Chicago Ordered to Hire 111 Black Firefighters
Chicago – state of equality and justice……..only if you’re Black that is. Here we have another article on Black Firefighters and claims of discrimination. In 1995, 26 000 people sat an employment test to become firefighters. The city picked candidates that had scored 89 or better, which only the White candidates achieved. So, what did the Black candidates do? Why, they sued the City of Chicago for disadvantaging them by only picking from the best scores – which were Whites of course – and won. So, as a result, 6 000 Black candidates will be paid damages, and 111 Black firefighter applicants must be hired! How’s that for equality and justice? Ain’t diversity grand if you’re a non-White? So much for calls for equal treatment from the Black community when they can use it to their own advantage when it suits them. My question is why have entrance exams at all – why not just hire Blacks when they apply as they’re going to be given a job come rain or sun? Diversity helps no one except the incompetent by rewarding them for something they have not earned. It’s job welfare 101. Exceptionalism is from a bygone era – nowadays, equal outcomes is more important. You only have to look at the USA Post Office as an example, where the work force is 45% Black, yet they make up only 13% of the population. The result? The USA PO is broke with a black hole of $2bn this quarter. But, karma sure can bite someone in the behind. Imagine when a house burns in Chicago and an IQ57 answers the call and makes stupid decisions which cost lives… those same lawyers that sued Chicago for discrimination against the Black candidates then sue Chicago again because of negligence by these same Black Affirmative Action appointees. Methinks Chicago is going to be paying for this decision for years to come…..but, hey, at least the liberals can feel warm and fuzzy for a while.
CHICAGO — The City of Chicago must hire 111 black firefighter applicants who were passed over for jobs years ago and pay tens of millions of dollars in damages to about 6,000 other black candidates under a ruling issued on Friday by a federal appeals court.

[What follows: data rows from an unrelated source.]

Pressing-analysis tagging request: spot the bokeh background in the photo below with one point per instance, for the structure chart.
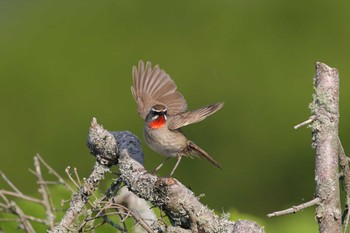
(64, 62)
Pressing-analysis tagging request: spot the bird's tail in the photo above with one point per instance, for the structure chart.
(195, 150)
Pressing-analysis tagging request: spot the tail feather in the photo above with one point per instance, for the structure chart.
(195, 150)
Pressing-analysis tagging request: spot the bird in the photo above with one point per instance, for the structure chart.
(164, 111)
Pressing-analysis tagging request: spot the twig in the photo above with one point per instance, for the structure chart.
(43, 190)
(102, 164)
(344, 165)
(77, 175)
(295, 209)
(21, 196)
(308, 121)
(67, 170)
(52, 171)
(325, 107)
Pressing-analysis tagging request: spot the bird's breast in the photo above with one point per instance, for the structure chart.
(166, 142)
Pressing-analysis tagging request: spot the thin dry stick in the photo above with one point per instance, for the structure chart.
(52, 171)
(21, 196)
(43, 190)
(344, 165)
(297, 208)
(308, 121)
(325, 107)
(15, 209)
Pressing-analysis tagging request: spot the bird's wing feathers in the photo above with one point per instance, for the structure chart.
(194, 116)
(154, 86)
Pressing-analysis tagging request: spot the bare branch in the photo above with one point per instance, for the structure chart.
(325, 107)
(43, 190)
(308, 121)
(297, 208)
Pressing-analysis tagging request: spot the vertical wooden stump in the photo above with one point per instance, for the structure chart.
(325, 108)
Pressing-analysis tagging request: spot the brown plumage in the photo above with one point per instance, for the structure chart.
(164, 110)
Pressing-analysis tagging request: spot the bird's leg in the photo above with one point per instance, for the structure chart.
(161, 165)
(179, 157)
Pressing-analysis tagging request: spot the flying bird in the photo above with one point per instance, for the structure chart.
(164, 111)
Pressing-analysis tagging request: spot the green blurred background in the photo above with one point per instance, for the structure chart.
(64, 62)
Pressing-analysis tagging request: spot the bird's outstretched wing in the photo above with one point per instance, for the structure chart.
(194, 116)
(154, 86)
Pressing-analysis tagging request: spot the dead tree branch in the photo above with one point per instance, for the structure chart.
(324, 124)
(180, 204)
(325, 108)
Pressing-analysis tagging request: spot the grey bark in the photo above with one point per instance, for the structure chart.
(325, 108)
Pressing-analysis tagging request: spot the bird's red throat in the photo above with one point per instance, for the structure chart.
(157, 123)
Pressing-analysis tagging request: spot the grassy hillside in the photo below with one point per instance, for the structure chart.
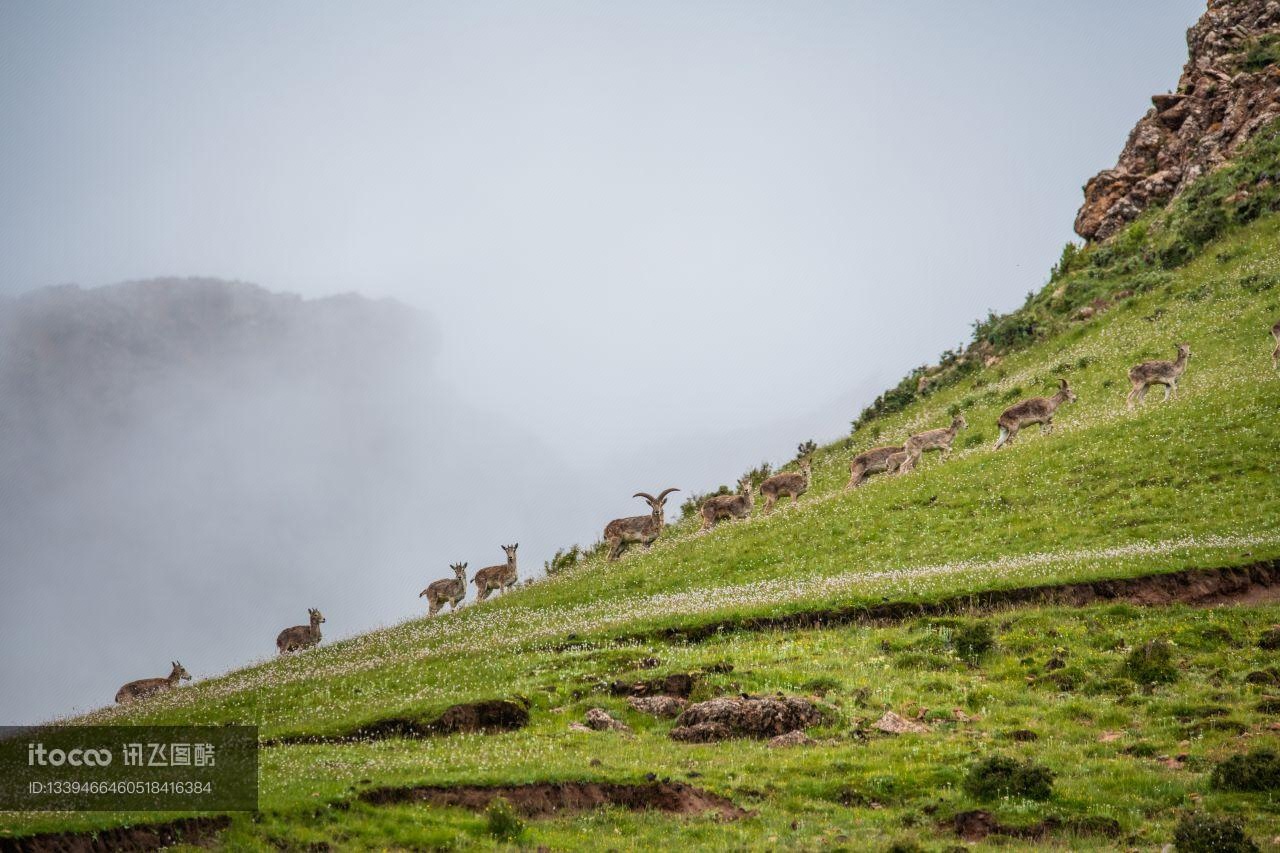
(1110, 493)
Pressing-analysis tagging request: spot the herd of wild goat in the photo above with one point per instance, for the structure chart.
(644, 529)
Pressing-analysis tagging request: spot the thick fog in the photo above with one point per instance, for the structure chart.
(597, 249)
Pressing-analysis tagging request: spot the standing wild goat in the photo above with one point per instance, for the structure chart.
(728, 506)
(641, 529)
(1037, 410)
(940, 438)
(874, 461)
(501, 576)
(791, 484)
(298, 637)
(1157, 373)
(142, 688)
(449, 591)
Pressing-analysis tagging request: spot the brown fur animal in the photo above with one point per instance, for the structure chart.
(449, 591)
(300, 637)
(873, 461)
(940, 438)
(790, 484)
(728, 506)
(502, 576)
(1037, 410)
(1157, 373)
(900, 463)
(142, 688)
(641, 529)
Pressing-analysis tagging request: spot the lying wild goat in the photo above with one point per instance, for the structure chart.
(900, 463)
(940, 438)
(791, 484)
(1157, 373)
(501, 576)
(298, 637)
(874, 461)
(142, 688)
(1037, 410)
(728, 506)
(449, 591)
(641, 529)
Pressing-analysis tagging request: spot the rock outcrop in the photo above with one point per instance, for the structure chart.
(1229, 90)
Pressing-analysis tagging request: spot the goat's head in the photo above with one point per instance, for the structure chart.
(656, 503)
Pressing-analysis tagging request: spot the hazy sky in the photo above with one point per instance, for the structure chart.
(667, 240)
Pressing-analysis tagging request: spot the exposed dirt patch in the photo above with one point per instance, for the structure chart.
(679, 684)
(978, 824)
(666, 707)
(552, 799)
(489, 716)
(1255, 583)
(200, 831)
(744, 717)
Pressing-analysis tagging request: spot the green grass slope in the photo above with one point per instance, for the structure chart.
(1110, 493)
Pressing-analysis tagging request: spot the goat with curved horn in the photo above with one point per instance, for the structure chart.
(641, 529)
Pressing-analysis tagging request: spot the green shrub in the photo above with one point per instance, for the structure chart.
(1258, 771)
(1000, 776)
(1208, 834)
(1151, 664)
(972, 642)
(563, 559)
(502, 821)
(1261, 51)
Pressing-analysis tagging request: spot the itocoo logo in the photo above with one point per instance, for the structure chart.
(37, 755)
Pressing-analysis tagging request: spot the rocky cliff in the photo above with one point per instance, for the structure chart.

The decision from the United States Court of Appeals for the Seventh Circuit is only the latest in a legal battle that began with a written employment test for firefighters more than a decade ago, wound its way to the United States Supreme Court by last year and remains a matter of division and concern among the city’s firefighters.
“For some of the people involved, this is a very emotional moment,” said Joshua Karsh, a lawyer who represented black applicants who accused the city of employment discrimination. “The city could have cleared this up a long time ago.”

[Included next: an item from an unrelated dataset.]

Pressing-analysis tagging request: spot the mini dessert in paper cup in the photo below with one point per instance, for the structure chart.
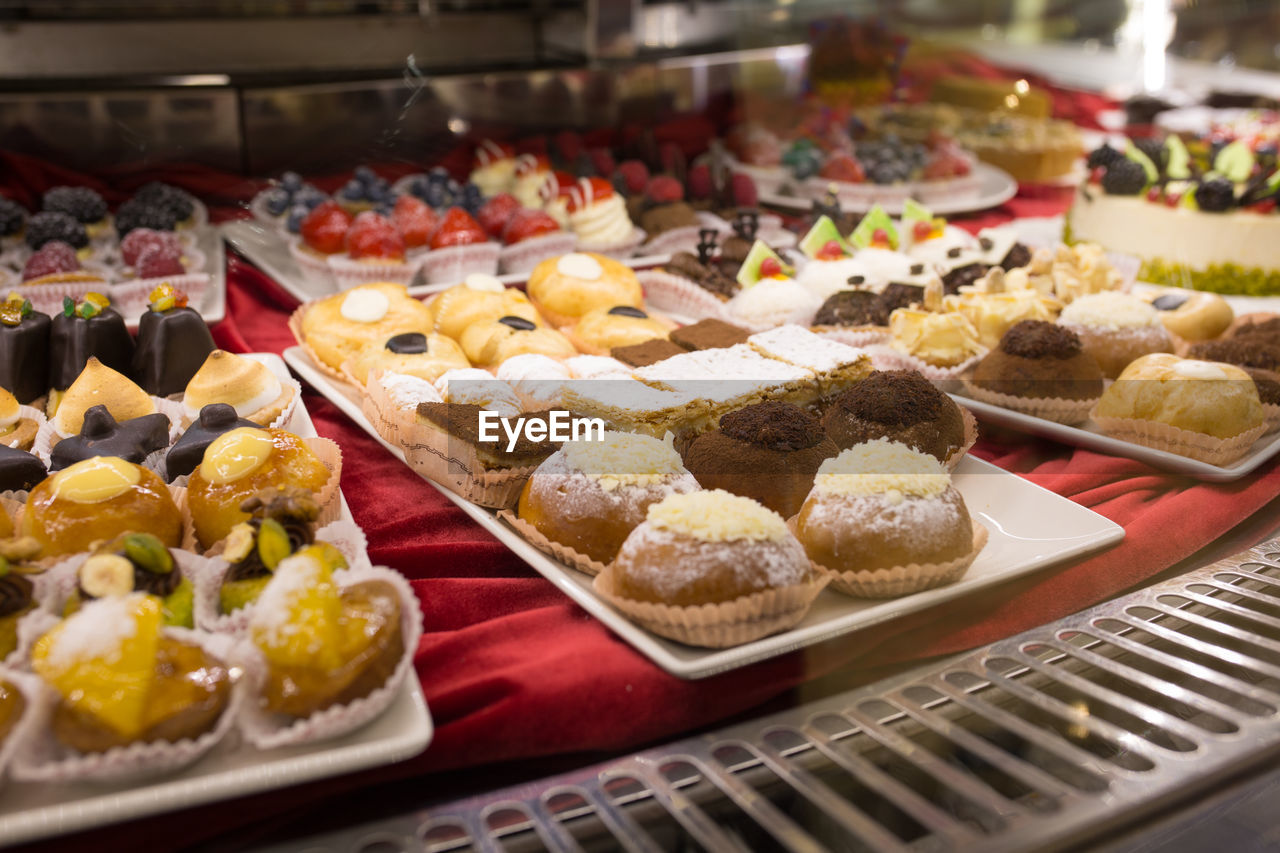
(455, 263)
(307, 680)
(115, 699)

In 1995, 26,000 people took an employment test to become firefighters.
The city said anyone who had scored above 65 was considered “qualified,” but chose its initial hires from random sets among candidates who scored 89 or better, a group it deemed “highly qualified,” court documents say.
But after complaints were filed, the city conceded that the 89-point cutoff created a “disparate impact” against black candidates — 6,000 of whom had gotten qualified scores — compared with white candidates, the documents show.
The Supreme Court ruled 9-0 last year that despite claims by the city, the group of black job candidates had not waited too long to file its lawsuit.
Still uncertain on Friday was precisely how the court’s decision would be carried out. Among the 6,000 black candidates who sought jobs, 111 of them — it is unclear for the moment which ones — will be given jobs after receiving physical tests and training.
Those who do not seek the jobs will split back pay that would have gone to the 111 had they been hired years ago.
Jennifer Hoyle of the Chicago Department of Law estimated that cost to be $30 million.
Mr. Karsh said he expected that the amount would be larger.
The costs come at a difficult time for the city, where some people are predicting a budget shortfall in the hundreds of millions of dollars next year.
A spokesman for Rahm Emanuel, who is to be sworn in as mayor on Monday, declined to comment on the ruling.
Still, Ms. Hoyle said the costs could have been greater. As part of the city’s efforts before the appeals court, it prevailed on the notion that the hiring of 21 additional firefighters, something contemplated during the proceedings, was not justified.
Gregory Boggs, president of the African-American Firefighters and Paramedics League of Chicago, said that Friday’s decision was a victory, but that black firefighters still made up about only 18 percent of the force.
“All we’re asking for is to level out the playing field,” he said. “We waited 15 years on this, and we’re still not there.”